In Zeiten, in denen sich Unternehmen fast nur noch durch einen ruinösen Preiswettbewerb unterscheiden, ist die Weiterentwicklung der persönlichen Servicequalität ein entscheidendes Merkmal der Abgrenzung. So einfach es klingt, so herausfordernd ist die Umsetzung: Statistisch gesehen tritt jeder Kunde eines Unternehmens mit ungefähr fünf Mitarbeitern in Kontakt, wobei jede Begegnung im Schnitt 15 Sekunden dauerte. So wird dieses Unternehmen „unzählige“ Male pro Jahr in der Vorstellung der Menschen neu geschaffen. Jeder Kontakt bedeutet eine neue Erfahrung, ein 15-Sekunden-Puzzleteilchen, das sich am Ende zu einem großen Erfahrungsbild zusammensetzt. Letztendlich sind es diese unzähligen „Momente der Wahrheit“, die darüber entscheiden, ob ein Unternehmen langfristig gesichert ist oder nicht. In diesen Momenten gilt es, den Kunden zu beweisen, dass dieses Unternehmen für sie die beste Wahl ist.
In der aktuellen Diskussion über den ungewissen Einfluss der Industrie 4.0 auf Unternehmen fehlt oft die klare Aussage von Unternehmern und Führungskräften, dass Geschäfte auch in Zukunft von Menschen gemacht werden. Die Begeisterung für die Digitalisierung lässt diese Erkenntnis leider verblassen. Nur, auf dem Weg zur digitalisierten Wirtschaft genießen unsere Unternehmen nicht mehr den Schutz ihrer traditionellen Wettbewerbsvorteile, die es ihnen einst erlaubten, sich auf ihre Ingenieurleistungen und ihren technischen Vorsprung zu verlassen. Unternehmen, die es immer schwerer haben, auf der Grundlage eines produktorientierten Vorteils im Wettbewerb zu bestehen, sind auf der Suche nach neuen Märkten ohne Konkurrenz. Diese Absicht ist lobenswert und kann – richtig umgesetzt – einen großen Erfolg bedeuten. Ein Weg dahin führt über den Wandel zum kundenorientierten Dienstleistungsunternehmen.

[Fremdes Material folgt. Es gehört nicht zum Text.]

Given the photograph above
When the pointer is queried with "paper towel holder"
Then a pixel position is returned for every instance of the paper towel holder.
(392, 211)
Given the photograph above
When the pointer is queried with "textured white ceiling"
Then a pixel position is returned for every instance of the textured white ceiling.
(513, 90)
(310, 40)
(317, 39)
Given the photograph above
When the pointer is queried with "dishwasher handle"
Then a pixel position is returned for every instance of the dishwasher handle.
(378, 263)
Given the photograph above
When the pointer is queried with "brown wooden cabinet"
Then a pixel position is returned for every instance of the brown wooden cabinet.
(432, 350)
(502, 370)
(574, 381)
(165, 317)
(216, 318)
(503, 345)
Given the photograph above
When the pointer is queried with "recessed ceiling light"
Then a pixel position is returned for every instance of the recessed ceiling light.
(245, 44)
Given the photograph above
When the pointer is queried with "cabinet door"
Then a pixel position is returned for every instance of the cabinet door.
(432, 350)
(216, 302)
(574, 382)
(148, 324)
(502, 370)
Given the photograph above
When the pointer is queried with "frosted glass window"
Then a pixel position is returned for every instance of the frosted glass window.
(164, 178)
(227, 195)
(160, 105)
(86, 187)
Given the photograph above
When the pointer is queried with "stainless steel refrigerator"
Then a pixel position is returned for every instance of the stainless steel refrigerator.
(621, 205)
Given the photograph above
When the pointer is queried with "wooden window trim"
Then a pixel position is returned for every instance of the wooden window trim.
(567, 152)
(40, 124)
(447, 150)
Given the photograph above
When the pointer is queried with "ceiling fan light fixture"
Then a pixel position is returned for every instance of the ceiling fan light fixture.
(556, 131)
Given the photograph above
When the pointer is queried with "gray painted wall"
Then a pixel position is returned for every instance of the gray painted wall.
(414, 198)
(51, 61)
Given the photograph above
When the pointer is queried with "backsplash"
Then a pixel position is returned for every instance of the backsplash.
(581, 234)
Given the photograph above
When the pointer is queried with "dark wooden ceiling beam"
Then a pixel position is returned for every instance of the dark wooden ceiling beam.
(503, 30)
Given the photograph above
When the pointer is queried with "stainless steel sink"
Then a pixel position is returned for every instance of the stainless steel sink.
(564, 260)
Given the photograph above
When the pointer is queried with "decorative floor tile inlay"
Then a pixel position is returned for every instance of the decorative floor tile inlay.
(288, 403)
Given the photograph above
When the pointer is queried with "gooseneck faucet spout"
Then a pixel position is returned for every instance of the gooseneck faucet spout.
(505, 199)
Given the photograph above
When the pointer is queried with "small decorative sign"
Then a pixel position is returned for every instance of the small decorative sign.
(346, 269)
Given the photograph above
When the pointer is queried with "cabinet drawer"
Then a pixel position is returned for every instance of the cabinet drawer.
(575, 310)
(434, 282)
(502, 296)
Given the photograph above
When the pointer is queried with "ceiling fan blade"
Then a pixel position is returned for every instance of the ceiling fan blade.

Aktuell begreifen sich viele Unternehmen noch immer als die Gesamtheit ihrer Produkte, technologischer Fähigkeiten, imposanter Bürogebäude und verwaltungstechnischer Abläufe. Wenn Unternehmen jedoch ihre Kunden befragen, dann erzählen diese ihnen nichts von Maschinen, Hochtechnologien, komplexen, IT-basierten internen Abläufen oder wie und wo sie investieren. Kunden berichten stattdessen von ihren Erfahrungen mit den Menschen im Unternehmen. Daraus folgt, als Unternehmen erfolgreich zu sein und zu bleiben bedeutet nicht nur eine Ansammlung materieller Vermögenswerte, sondern in rasant zunehmendem Maße die Entwicklung der Qualität im direkten Kontakt zwischen Kunden und den Mitarbeitern des Unternehmens.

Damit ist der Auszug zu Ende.